Notice that Access lists both of the tables in your database in the Show Table window. You use this window to select the tables or queries between which you want to establish relationships. All you need to do is select each table, in turn, and then click your mouse on the Add button. Access will display field lists for each table in the Relationships window. When you have added both tables, click your mouse on the Close button. The Relationships window will now appear as shown in Figure 13-10.
To establish a relationship between the two tables, drag the linked field from one table to the other. Remember that the relationship between the two tables is one-to-many (as discussed earlier in this chapter). In this case, you should start with the "one" side of the relationship, meaning the field in the Sales Staff table. Use the mouse to point to the Sales ID field, hold down the mouse button, and drag it over the top of the Salesperson field in the Business Customers field list. When you release the button, Access will display the Edit Relationships dialog box shown in Figure 13-11.
Notice that the left side of the grid (in the Table/Query column) shows the Sales Staff table; this is where you pulled the Sales ID field from. The other side (in the Related Table/Query column) shows the Salesperson field in the Business Customers table; this is where you dropped the field. This is the relationship you want to create.
The only other option you can choose here is to select the Enforce Referential Integrity check box. When you select this option, Access will automatically make sure that anything you enter in the Salesperson field of the Business Customers table is a valid record in the Sales ID field of the Sales Staff table. This is a powerful feature which helps to maintain the validity of your data. You should select this option.

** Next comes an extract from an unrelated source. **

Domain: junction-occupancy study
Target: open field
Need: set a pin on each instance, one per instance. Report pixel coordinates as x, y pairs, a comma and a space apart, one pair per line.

When you select the Enforce Referential Integrity check box, notice that the options at the bottom of the dialog box become available. That is because these options indicate how Access is to apply the integrity rules.
Now, to establish the relationship you have specified, click your mouse on the Create button. Access closes the Edit Relationship dialog box and again displays the Relationship window. Figure 13-12 shows this window with the updated link.
You can now close the Relationship window by clicking your mouse on the Close icon at the upper-right corner of the window. Access will ask you if you want to save your change to the table layout. Click your mouse on the Yes button, and Access will save your work, returning you to the Database window. Your two tables are now related.
There are two things you still need to do with the Business Customers table. One is to check your link to make sure it is in place. The other is to get rid of the Old Salesperson field. Open the Datasheet for the Business Customers table. If you display the Salesperson column, you will notice it is empty (rightly so; you haven't put any data in it yet). Try entering a value that is out of the range of valid Sales IDs. You know the valid IDs are in the range of 1 through 10, so try putting in a 62 or some such number. When you try to leave the field, you should get an error message, as shown in Figure 13-13.
Access won't let you put in an invalid value. Click your mouse on the OK button to clear the message, and you can try again.
There is one thing you can do to make putting in the IDs for the sales staff easier. Remember that when you exported the names of the sales staff, you did it in alphabetical order. Thus, Sales ID 1 is at the first of the alphabet, and Sales ID 10 is at the last. Select the Old Salesperson field and click your mouse on the Sort Ascending tool. This puts the records in order, by the salesperson's name. In the Salesperson column, you can now enter 1 for the first salesperson, 2 for the second, and so on. When you are through, you can switch to Design view and delete the Old Salesperson column. Your database now fully utilizes relational tables.